Entre Khartoum et Assouan, le fleuve [Nil] traverse 300 kilomètres de désert d’une insurpassable désolation. Le désert finit par reculer et le monde vivant refleurit en Égypte et dans le Delta. Ce sont les événements qui se sont produits dans ces régions désolées que ces pages relatent.
Humide, accidenté, exubérant, le Soudan réel, connu du politique comme de l’explorateur, s’étend loin au sud. Mais il y a un autre Soudan – que d’aucuns confondent avec le vrai – dont les solitudes oppressent le Nil, de la frontière égyptienne à Omdurman. C’est le Soudan du soldat. Privé de richesse et d’avenir, il est riche d’histoire.
Les paysages arides ont été dessinés à coups de plume et de pinceau habiles. Les déserts sans fin ont goûté le sang de maints braves. Les rochers noirs brûlants ont été témoins de tragédies fameuses. Telle est la scène de la guerre.
Cette grande étendue, que l’on appellera « le Soudan militaire », s’étend de façon apparemment indéfinie sur la face du continent. Les plaines de sable uni – un peu plus rose que l’ocre, un peu plus pâle que le saumoné – ne sont interrompues que par d’occasionnels pics rocheux – noirs, informes et désolés. Des tempêtes de sable dansent inlassablement sur la surface brûlante et poudreuse du sol.
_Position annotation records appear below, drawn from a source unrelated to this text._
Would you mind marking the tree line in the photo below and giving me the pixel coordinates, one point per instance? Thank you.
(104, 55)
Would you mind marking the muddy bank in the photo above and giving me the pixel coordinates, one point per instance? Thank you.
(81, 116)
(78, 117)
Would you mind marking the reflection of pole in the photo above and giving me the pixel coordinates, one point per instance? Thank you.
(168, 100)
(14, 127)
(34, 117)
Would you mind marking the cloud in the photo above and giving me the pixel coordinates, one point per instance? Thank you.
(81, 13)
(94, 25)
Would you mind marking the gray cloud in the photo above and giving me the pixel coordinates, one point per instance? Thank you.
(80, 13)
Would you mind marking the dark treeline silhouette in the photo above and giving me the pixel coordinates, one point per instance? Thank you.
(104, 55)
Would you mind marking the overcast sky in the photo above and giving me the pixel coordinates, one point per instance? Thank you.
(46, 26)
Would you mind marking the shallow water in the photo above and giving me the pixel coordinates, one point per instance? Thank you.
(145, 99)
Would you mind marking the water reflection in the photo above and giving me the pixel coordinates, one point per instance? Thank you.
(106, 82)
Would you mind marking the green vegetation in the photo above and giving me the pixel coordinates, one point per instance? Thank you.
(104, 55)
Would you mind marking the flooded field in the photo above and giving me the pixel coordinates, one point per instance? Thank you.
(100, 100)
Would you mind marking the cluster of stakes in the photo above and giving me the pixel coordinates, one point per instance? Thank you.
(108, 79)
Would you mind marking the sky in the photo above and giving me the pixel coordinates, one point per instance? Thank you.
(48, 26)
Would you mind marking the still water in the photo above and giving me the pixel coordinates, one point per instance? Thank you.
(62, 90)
Le sable fin, charrié par le vent, forme des amoncellements qui s’agrègent aux sombres rochers des collines, de la même façon que la neige habille un sommet alpin. Seulement c’est une neige de feu, telle qu’il pourrait en tomber en enfer. La terre brûle de l’inextinguible soif des âges et, dans le ciel bleu d’acier, aucun nuage ne fait obstacle à l’implacable triomphe du soleil.
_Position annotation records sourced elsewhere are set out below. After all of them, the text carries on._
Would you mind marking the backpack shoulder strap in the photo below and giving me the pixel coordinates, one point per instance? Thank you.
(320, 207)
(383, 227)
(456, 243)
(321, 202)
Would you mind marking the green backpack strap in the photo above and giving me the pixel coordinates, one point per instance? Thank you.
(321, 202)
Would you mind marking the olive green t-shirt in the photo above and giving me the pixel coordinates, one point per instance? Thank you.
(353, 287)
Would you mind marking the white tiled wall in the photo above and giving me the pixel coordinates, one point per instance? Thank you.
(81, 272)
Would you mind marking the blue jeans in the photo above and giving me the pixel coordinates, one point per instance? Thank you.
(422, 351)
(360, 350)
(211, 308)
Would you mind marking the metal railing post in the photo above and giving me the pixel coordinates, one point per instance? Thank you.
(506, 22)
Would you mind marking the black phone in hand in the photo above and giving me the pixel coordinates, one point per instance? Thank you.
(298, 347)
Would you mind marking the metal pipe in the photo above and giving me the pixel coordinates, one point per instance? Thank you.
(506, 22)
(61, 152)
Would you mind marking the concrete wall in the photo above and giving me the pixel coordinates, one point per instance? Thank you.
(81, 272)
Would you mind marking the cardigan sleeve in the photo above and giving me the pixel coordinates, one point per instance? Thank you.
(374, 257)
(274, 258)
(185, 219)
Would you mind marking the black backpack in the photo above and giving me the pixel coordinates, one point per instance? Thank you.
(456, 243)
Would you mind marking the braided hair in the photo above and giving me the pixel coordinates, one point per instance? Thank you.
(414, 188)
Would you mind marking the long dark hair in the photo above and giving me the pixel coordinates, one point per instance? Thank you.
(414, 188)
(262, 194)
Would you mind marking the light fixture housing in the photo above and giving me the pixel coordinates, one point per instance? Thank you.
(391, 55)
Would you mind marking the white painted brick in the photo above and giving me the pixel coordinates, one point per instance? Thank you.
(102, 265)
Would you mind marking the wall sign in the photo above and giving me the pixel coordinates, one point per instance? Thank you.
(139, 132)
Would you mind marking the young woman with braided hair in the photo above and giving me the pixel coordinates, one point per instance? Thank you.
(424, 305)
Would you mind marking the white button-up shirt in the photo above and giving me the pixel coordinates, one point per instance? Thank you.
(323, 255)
À travers le désert coule le fleuve, fil de soie bleu dans une énorme carpette brune, et même ce fil est brun pendant la moitié de l’année.
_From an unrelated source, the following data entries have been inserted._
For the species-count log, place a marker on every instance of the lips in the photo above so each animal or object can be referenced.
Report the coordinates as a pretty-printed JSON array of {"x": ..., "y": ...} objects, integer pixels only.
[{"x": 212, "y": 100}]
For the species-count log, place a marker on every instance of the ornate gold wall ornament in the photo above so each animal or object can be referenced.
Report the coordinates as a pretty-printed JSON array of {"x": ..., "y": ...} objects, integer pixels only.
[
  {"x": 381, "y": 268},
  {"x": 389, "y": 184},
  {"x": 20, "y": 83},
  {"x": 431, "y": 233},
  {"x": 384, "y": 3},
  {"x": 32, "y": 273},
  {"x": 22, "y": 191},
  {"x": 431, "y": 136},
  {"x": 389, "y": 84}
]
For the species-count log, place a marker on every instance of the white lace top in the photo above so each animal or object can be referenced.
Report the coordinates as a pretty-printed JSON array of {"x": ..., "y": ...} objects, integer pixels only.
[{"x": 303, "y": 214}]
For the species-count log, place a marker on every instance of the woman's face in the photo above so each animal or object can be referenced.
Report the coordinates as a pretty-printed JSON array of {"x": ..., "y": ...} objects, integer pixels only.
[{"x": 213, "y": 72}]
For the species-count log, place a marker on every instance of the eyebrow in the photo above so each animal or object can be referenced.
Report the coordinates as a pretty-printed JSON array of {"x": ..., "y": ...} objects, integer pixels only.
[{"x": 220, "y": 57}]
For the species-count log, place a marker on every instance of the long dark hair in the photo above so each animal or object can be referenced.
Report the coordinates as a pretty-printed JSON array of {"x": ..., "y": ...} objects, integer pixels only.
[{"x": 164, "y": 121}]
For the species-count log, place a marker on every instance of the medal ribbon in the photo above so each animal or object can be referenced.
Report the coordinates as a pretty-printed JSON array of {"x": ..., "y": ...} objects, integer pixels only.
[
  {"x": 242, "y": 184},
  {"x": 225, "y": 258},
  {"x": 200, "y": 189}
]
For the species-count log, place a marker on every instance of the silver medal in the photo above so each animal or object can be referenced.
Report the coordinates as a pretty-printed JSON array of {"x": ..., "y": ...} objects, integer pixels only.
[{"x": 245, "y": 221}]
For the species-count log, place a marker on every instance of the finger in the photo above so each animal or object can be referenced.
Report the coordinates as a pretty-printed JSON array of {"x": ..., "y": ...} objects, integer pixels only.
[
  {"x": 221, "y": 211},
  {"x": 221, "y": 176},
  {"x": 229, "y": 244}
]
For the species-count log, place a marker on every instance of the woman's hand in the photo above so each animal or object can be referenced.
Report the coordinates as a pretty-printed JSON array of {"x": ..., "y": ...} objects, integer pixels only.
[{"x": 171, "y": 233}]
Là où l’eau lèche le sable et imprègne les rives fleurit un boulevard végétal dont la beauté et la luxuriance contrastent avec le reste. Vital pour tout ce qui l’entoure, le Nil, sur les 5 000 kilomètres de son cours, n’est jamais aussi précieux que là. Le voyageur s’accroche au fleuve comme à un vieil ami dévoué à l’heure du besoin. Le monde entier flamboie, mais ici il y a de l’ombre. Les déserts brûlent, mais le Nil est frais. La terre est craquelée, mais ici il y a de l’eau en abondance.
Le tableau, peint en terre de Sienne brûlée, est éclairé par une touche de vert bienvenue.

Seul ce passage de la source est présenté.